Weaver Lindell K, Wilson Steffanie H, Lindblad Anne S, Churchill Susan, Deru Kayla, Price Robert C, Williams Chris S, Orrison William W, Walker James M, Meehan Anna, Mirow Susan
Division of Hyperbaric Medicine Intermountain Medical Center, Murray, Utah, and Intermountain LDS Hospital, Salt Lake City, Utah.
University of Utah School of Medicine, Salt Lake City, Utah.
Undersea Hyperb Med. 2018 Mar-Apr;45(2):129-156.

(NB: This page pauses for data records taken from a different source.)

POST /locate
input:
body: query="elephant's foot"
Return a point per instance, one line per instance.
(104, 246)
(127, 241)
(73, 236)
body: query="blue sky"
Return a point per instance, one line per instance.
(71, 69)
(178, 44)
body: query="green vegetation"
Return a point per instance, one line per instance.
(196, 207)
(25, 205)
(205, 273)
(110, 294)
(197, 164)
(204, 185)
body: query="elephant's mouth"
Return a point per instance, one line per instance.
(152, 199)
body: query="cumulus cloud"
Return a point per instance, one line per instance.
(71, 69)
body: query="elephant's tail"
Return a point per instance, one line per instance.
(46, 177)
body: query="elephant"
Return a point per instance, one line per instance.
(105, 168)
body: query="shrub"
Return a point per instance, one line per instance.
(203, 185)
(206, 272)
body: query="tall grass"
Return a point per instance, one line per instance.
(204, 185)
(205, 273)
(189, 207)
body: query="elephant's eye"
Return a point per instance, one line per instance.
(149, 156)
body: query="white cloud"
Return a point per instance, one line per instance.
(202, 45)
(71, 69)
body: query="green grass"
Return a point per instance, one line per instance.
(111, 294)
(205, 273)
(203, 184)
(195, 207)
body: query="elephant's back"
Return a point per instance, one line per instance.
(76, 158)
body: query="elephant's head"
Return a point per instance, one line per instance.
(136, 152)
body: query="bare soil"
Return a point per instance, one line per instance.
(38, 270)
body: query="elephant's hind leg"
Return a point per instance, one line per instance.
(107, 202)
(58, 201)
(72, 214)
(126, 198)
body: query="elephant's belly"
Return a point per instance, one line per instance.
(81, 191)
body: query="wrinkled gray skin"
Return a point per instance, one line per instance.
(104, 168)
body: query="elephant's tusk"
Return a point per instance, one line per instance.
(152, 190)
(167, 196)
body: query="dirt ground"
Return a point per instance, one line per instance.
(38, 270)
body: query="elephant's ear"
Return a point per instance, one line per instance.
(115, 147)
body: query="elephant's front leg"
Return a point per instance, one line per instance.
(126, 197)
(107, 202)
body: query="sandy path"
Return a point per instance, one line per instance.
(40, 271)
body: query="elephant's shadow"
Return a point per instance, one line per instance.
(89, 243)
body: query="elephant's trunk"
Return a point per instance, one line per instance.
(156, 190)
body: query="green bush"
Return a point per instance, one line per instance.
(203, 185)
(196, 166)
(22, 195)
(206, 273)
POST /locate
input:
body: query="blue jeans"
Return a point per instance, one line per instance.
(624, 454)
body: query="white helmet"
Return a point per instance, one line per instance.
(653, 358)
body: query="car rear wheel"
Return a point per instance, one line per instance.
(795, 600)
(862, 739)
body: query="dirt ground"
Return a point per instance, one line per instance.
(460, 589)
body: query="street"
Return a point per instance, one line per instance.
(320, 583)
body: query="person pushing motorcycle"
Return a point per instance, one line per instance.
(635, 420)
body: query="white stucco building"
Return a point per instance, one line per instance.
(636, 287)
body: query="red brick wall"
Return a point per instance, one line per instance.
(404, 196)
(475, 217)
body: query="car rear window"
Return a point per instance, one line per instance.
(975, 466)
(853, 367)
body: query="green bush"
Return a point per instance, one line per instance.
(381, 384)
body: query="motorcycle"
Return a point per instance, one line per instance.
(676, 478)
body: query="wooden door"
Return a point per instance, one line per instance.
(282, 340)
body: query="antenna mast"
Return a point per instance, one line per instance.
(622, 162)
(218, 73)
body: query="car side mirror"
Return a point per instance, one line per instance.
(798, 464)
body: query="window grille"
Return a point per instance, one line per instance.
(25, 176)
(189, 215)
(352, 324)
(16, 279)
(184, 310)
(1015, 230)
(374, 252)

In prior military randomized trials, participants with persistent symptoms after mild traumatic brain injury (TBI) reported improvement regardless of receiving hyperbaric oxygen (HBO₂) or sham intervention. This study's objectives were to identify outcomes for future efficacy trials and describe changes by intervention.
This Phase II, randomized, double-blind, sham-controlled trial enrolled military personnel with mild TBI and persistent post-concussive symptoms. Participants were randomized to receive 40 HBO₂ (1.5 atmospheres absolute (ATA), ⟩99% oxygen, 60 minutes) or sham chamber sessions (1.2 ATA, room air, 60 minutes) over 12 weeks. Participants and evaluators were blinded to allocation. Outcomes assessed at baseline, 13 weeks and six months included symptoms, quality of life, neuropsychological, neurological, electroencephalography, sleep, auditory, vestibular, autonomic, visual, neuroimaging, and laboratory testing. Participants completed 12-month questionnaires. Intention-to-treat results are reported.
From 9/11/2012 to 5/19/2014, 71 randomized participants received HBO₂ (n=36) or sham (n=35). At baseline, 35 participants (49%) met post-traumatic stress disorder (PTSD) criteria. By the Neurobehavioral Symptom Inventory, the HBO₂ group had improved 13-week scores (mean change -3.6 points, P=0.03) compared to sham (+3.9 points). In participants with PTSD, change with HBO₂ was more pronounced (-8.6 vs. +4.8 points with sham, P=0.02). PTSD symptoms also improved in the HBO₂ group, and more so in the subgroup with PTSD. Improvements regressed at six and 12 months. Hyperbaric oxygen improved some cognitive processing speed and sleep measures. Participants with PTSD receiving HBO₂ had improved functional balance and reduced vestibular complaints at 13 weeks.
By 13 weeks, HBO₂ improved post-concussive and PTSD symptoms, cognitive processing speed, sleep quality, and balance function, most dramatically in those with PTSD. Changes did not persist beyond six months. Several outcomes appeared sensitive to change; additional studies are warranted.
在先前的军事随机试验中,轻度创伤性脑损伤(TBI)后仍有持续症状的参与者无论接受高压氧(HBO₂)治疗还是假干预,均报告症状有所改善。本研究的目的是确定未来疗效试验的结果,并描述不同干预措施带来的变化。
这项II期随机双盲假对照试验纳入了患有轻度TBI和持续性脑震荡后症状的军事人员。参与者被随机分配接受40次HBO₂治疗(绝对压力1.5个大气压(ATA),氧气含量>99%,60分钟)或假舱治疗(1.2 ATA,室内空气,60分钟),为期12周。参与者和评估者均对分配情况不知情。在基线、13周和6个月时评估的结果包括症状、生活质量、神经心理学、神经学、脑电图、睡眠、听觉、前庭、自主神经、视觉、神经影像学和实验室检查。参与者完成了12个月的问卷调查。报告意向性治疗结果。
从2012年9月11日至2014年5月19日,71名随机分组的参与者接受了HBO₂治疗(n = 36)或假治疗(n = 35)。在基线时,35名参与者(49%)符合创伤后应激障碍(PTSD)标准。根据神经行为症状量表,与假治疗组(平均变化+3.9分)相比,HBO₂组在13周时得分有所改善(平均变化-3.6分,P = 0.03)。在患有PTSD的参与者中,HBO₂治疗带来的变化更为明显(-8.6分 vs. 假治疗组的+4.8分,P = 0.02)。HBO₂组的PTSD症状也有所改善,在患有PTSD的亚组中改善更为明显。在6个月和12个月时,改善情况有所消退。高压氧改善了一些认知处理速度和睡眠指标。接受HBO₂治疗的患有PTSD的参与者在13周时功能平衡得到改善,前庭不适减少。
到13周时,HBO₂改善了脑震荡后和PTSD症状、认知处理速度、睡眠质量和平衡功能,在患有PTSD的参与者中最为显著。这些变化在6个月后没有持续。一些结果似乎对变化敏感;有必要进行更多研究。